Officially, the Impella 2.5 is a percutaneous cardiac assist device. The tiny pump is inserted into the aortic valve of the heart through a long catheter inserted in the patient’s groin. Once in the heart, the pump, which is just a few millimeters wide, pumps blood at the rate of 2.5 liters per minute from one side of the heart to the other.
“The pump basically temporarily offloads the heart from having to do the work,” said Interventional Cardiologist Raed Al-Dallow of Prairie Cardiovascular Consultants in Carbondale. “It is a support device used while surgeons do other procedures which are a permanent solution.”
Procedures requiring the heart pump are performed in the catheterization laboratory at Memorial Hospital of Carbondale, the only facility in Southern Illinois using the Impella 2.5.
“This device has added another degree of success to our STAT Heart program,” Al-Dallow said. “Our ability to safely do complex treatments and potentially avoid open heart surgery is greater because of this device.”
He says the pump is used in a variety of circumstances.
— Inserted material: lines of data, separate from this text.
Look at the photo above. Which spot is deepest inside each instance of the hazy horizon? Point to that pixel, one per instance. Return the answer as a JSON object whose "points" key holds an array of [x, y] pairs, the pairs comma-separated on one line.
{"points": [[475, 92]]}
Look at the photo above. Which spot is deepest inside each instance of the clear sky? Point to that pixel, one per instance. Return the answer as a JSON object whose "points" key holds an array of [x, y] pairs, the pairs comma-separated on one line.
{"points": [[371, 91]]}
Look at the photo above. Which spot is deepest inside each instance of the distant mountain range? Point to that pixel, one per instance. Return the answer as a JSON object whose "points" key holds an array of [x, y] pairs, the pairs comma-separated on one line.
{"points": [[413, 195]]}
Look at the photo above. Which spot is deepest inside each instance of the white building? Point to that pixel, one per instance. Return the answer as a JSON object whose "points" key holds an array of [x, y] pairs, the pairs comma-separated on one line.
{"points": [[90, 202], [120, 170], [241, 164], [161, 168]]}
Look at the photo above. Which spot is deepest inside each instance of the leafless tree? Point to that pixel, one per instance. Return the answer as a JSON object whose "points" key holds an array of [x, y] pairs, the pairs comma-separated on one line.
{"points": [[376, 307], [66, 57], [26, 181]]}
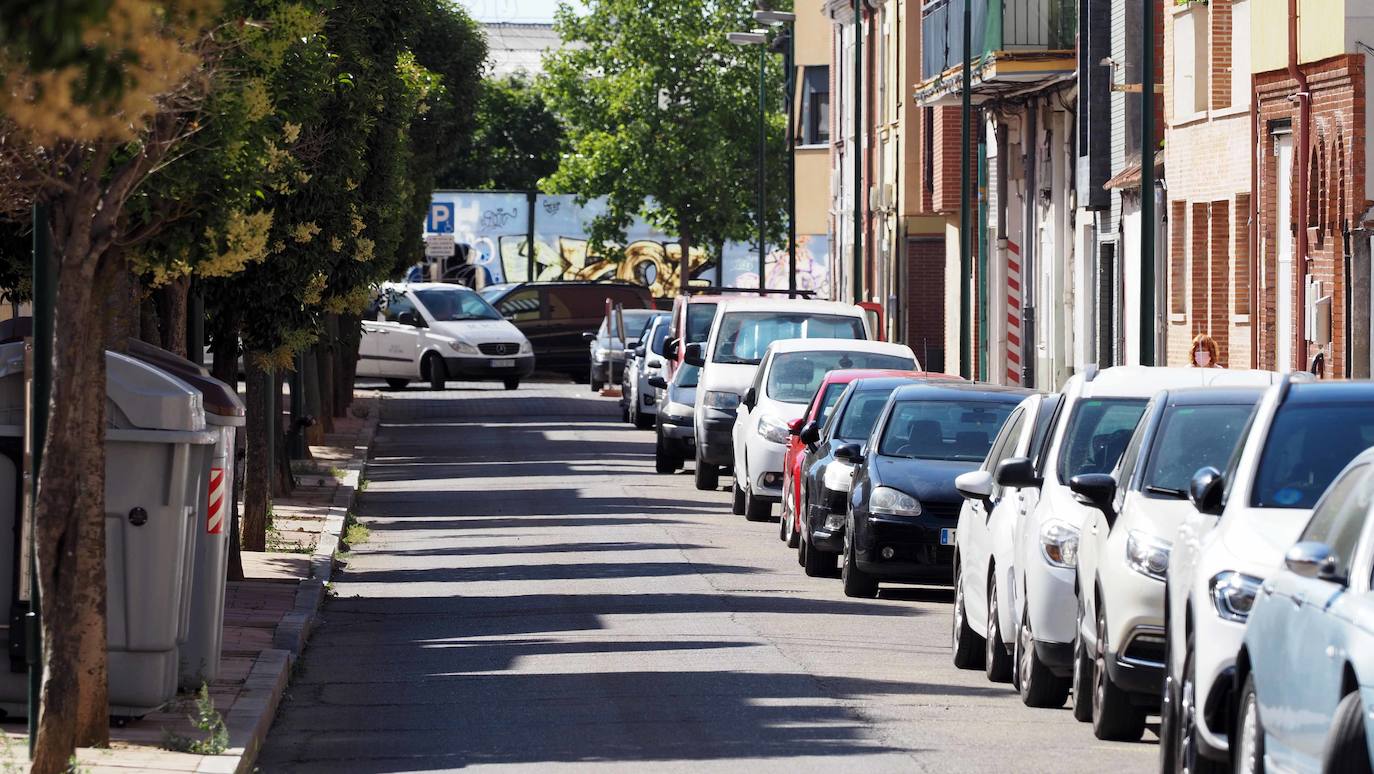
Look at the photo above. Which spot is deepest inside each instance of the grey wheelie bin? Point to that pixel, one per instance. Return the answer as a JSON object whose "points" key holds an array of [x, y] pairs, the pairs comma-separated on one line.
{"points": [[199, 656], [157, 452]]}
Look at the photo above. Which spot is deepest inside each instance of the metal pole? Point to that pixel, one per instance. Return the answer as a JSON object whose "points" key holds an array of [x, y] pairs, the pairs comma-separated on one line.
{"points": [[965, 193], [855, 151], [44, 305], [763, 146], [1147, 326], [792, 161]]}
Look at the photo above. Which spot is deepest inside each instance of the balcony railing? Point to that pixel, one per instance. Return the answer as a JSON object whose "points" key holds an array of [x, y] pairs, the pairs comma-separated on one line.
{"points": [[998, 25]]}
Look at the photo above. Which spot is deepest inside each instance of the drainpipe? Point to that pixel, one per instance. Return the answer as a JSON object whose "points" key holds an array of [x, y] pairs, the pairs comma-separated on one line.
{"points": [[1304, 140]]}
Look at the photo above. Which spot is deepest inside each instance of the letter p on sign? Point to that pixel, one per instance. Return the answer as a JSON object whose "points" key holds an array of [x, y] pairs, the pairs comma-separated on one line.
{"points": [[440, 219]]}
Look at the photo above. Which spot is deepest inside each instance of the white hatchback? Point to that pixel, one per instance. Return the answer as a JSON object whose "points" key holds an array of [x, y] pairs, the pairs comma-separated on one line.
{"points": [[436, 333], [785, 382]]}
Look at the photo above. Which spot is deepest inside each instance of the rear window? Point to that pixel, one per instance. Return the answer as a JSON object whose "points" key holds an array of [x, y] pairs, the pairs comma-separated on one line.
{"points": [[745, 336], [956, 430], [1307, 446]]}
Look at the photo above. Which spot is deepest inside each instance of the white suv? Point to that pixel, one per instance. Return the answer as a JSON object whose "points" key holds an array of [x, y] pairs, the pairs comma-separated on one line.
{"points": [[739, 336], [785, 382], [1124, 553], [1301, 436]]}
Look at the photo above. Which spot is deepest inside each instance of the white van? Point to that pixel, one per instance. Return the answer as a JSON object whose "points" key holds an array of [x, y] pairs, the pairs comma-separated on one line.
{"points": [[739, 336]]}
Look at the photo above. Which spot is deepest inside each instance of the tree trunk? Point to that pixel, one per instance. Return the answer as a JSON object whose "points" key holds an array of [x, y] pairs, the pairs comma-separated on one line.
{"points": [[257, 476]]}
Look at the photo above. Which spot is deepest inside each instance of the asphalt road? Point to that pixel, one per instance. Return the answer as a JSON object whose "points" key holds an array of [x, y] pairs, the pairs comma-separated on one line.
{"points": [[535, 595]]}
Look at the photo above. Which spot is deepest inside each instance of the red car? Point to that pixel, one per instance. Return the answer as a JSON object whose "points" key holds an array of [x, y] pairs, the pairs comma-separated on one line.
{"points": [[818, 410]]}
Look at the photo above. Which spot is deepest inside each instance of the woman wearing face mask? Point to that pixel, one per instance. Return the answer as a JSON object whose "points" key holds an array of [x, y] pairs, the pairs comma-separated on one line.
{"points": [[1204, 354]]}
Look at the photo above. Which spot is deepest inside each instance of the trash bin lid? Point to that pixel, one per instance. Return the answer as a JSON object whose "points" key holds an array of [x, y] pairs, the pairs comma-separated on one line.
{"points": [[219, 397], [140, 396]]}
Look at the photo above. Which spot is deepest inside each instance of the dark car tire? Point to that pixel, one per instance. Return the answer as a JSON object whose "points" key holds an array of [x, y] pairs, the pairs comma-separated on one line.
{"points": [[1036, 683], [996, 660], [1248, 714], [966, 644], [1113, 715], [706, 474], [1347, 749]]}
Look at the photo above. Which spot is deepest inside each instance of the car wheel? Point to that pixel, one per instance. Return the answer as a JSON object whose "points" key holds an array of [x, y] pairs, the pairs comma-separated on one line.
{"points": [[1113, 715], [995, 659], [1249, 734], [706, 474], [1038, 685], [1082, 690], [856, 582], [1347, 749], [967, 646], [434, 371]]}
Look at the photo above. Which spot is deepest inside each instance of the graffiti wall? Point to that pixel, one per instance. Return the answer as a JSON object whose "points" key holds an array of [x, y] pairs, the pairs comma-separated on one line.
{"points": [[491, 230]]}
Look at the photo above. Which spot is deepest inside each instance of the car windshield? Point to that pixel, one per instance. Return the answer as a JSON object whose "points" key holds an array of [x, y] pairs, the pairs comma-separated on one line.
{"points": [[1307, 446], [745, 336], [796, 376], [1191, 437], [1098, 435], [943, 429], [449, 304], [862, 414]]}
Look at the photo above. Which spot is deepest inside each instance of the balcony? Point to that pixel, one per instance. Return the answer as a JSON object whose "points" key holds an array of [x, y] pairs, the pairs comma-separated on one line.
{"points": [[1014, 41]]}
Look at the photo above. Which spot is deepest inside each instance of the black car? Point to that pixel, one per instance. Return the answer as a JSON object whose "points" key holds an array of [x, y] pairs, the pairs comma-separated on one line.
{"points": [[823, 507], [903, 505], [554, 316]]}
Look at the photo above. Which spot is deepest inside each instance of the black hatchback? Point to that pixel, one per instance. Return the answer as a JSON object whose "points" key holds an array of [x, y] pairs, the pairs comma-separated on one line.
{"points": [[903, 505]]}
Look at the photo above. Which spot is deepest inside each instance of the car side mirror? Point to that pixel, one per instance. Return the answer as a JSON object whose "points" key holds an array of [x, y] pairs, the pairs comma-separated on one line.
{"points": [[849, 452], [1314, 560], [1205, 491], [1016, 473], [1095, 490]]}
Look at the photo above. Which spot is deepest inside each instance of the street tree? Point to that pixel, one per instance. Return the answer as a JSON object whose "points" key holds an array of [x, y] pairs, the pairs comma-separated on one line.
{"points": [[661, 117]]}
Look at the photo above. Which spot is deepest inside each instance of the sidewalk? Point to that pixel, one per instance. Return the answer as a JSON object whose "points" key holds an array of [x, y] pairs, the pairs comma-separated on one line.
{"points": [[267, 619]]}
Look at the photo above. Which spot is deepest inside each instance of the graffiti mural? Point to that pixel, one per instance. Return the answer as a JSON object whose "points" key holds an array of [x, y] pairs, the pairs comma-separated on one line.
{"points": [[492, 235]]}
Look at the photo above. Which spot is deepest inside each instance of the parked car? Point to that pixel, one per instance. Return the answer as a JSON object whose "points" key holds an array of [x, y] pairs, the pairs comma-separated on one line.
{"points": [[1124, 551], [643, 360], [554, 316], [673, 421], [983, 562], [785, 381], [822, 481], [436, 333], [1301, 436], [739, 336], [1102, 410], [1305, 667], [903, 505]]}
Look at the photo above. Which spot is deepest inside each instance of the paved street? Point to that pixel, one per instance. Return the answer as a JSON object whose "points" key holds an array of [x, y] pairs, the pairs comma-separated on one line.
{"points": [[535, 595]]}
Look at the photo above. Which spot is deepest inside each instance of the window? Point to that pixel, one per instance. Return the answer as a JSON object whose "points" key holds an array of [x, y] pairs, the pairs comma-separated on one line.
{"points": [[815, 105]]}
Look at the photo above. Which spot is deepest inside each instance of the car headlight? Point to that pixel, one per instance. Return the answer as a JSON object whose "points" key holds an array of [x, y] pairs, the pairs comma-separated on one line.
{"points": [[774, 430], [885, 499], [838, 476], [722, 400], [1147, 554], [1060, 543], [1233, 594]]}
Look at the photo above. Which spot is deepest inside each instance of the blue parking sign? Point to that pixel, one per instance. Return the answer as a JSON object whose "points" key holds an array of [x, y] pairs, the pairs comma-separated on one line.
{"points": [[440, 219]]}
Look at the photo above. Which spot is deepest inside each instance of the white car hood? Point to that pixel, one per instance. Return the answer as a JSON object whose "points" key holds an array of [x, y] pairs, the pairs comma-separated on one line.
{"points": [[480, 332]]}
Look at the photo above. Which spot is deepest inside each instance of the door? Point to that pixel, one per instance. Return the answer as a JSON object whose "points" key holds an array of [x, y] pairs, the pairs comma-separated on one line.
{"points": [[1284, 235]]}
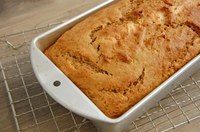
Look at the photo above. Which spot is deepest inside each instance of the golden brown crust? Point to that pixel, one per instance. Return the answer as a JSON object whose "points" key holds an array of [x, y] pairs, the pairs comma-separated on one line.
{"points": [[120, 54]]}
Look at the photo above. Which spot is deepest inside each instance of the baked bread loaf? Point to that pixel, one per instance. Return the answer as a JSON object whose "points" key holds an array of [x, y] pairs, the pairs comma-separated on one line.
{"points": [[123, 52]]}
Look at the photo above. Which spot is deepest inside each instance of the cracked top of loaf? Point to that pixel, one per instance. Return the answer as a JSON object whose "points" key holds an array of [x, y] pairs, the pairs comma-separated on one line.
{"points": [[121, 53]]}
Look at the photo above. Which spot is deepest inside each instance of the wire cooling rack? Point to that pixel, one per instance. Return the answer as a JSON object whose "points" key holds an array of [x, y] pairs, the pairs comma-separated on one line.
{"points": [[34, 110]]}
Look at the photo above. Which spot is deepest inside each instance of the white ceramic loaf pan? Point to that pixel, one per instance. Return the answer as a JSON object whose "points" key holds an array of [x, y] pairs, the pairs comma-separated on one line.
{"points": [[69, 96]]}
“Most often we place it in the patient while we do very complex, high-risk stent procedures,” he said. “While you place stents there are a few seconds where you stop the blood flow in the coronary arteries and if you don’t have this pump, then during that time the heart could be in trouble, but with it, we can perform the procedure safely.”
He said the pumps also can be used in emergency situations.
“If a patient comes in and they’re in a condition of cardioechogenic shock—basically an acute failure of the cardiac function—we can place the pump and it effective does the job of the heart while we gather the surgical team,” he said.
Additionally, cardiologists use the pump to help patients recovering from heart attacks.
“It takes the heart somewhere between 24 and 72 hours to recover and during that time the pump basically does half of the job of the heart,” he said. “In this manner, we call it a bridge to recovery.”
Al-Dallow said the pump can be placed in less than 5 minutes and doctors at Memorial have completed about 100 insertions in the last year.
“It is quicker to use and somewhat safer than surgical procedures, as well as more effective than balloon pumps,” he added.
He adds that the pump’s minute size is a real benefit.
“When we utilize devices that are inserted through the groin area in a manner similar to a cardiac catheterization procedure, the smaller the device, the less risk there is for the patient in terms of bleeding or causing injury to the blood vessel,” he said. It’s a very small pump, but it is very efficient. It is so small, yet it is making a big difference.”